Thursday, August 26, 2010

Past presumed virus causes of CFS

I recently picked up a book at my local library called: The Virus Within, by Nicholas Regush (an ABC science journalist) printed in 2001, which states that the Human Herpes Virus - 6 is the cause of CFS. During the late 1980's and early 1990's, several teams of American researchers said that they had found a particular herpes virus in people with CFS. The first such researcher was Robert Gallo, the head of the National Cancer Institute. Interestingly, Gallo had first tested CFS patients for the Epstein Barr Virus (EBV), before deciding on HHV-6.
Then Donald Carrigan at the Medical College at the Children's Hospital in Milwaukee, Wisconsin, was also testing CFS patients for a viral cause to their illness.

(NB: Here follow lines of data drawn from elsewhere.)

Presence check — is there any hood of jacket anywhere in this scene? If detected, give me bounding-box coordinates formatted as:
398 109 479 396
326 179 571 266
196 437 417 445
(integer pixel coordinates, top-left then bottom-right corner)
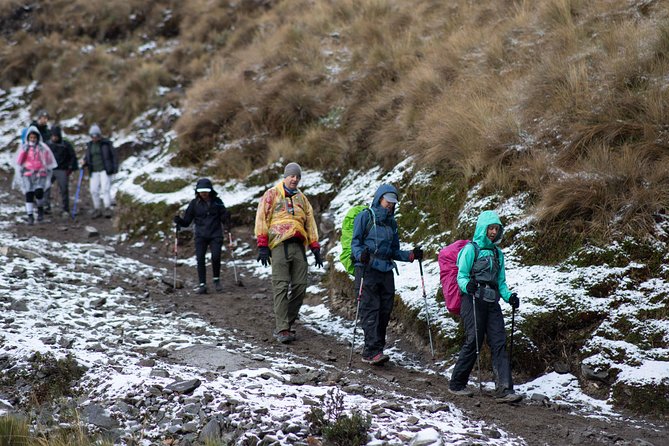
195 178 218 199
473 211 504 249
371 184 400 223
51 125 63 142
26 125 44 145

He first looked at the cytomegalovirus (CMV) but later decided that HHV-6 was the responsible party.
Other researchers also jumped on the HHV-6 bandwagon, but, ultimately, all have failed to establish that this virus was to blame. Before HHV-6, from the late 1940's through to the early 1960's, it was stated as a fact that the polio virus was to blame. So much so that in Iceland, during the 1st modern mass outbreak, CFS was often labeled as Benign Myalgic Poliomyelitis, so what are the odds that the latest jumping-on-the-bandwagon virus label - XMRV - will also will soon fade away as no real evidence will be found to link CFS with the XMRV virus!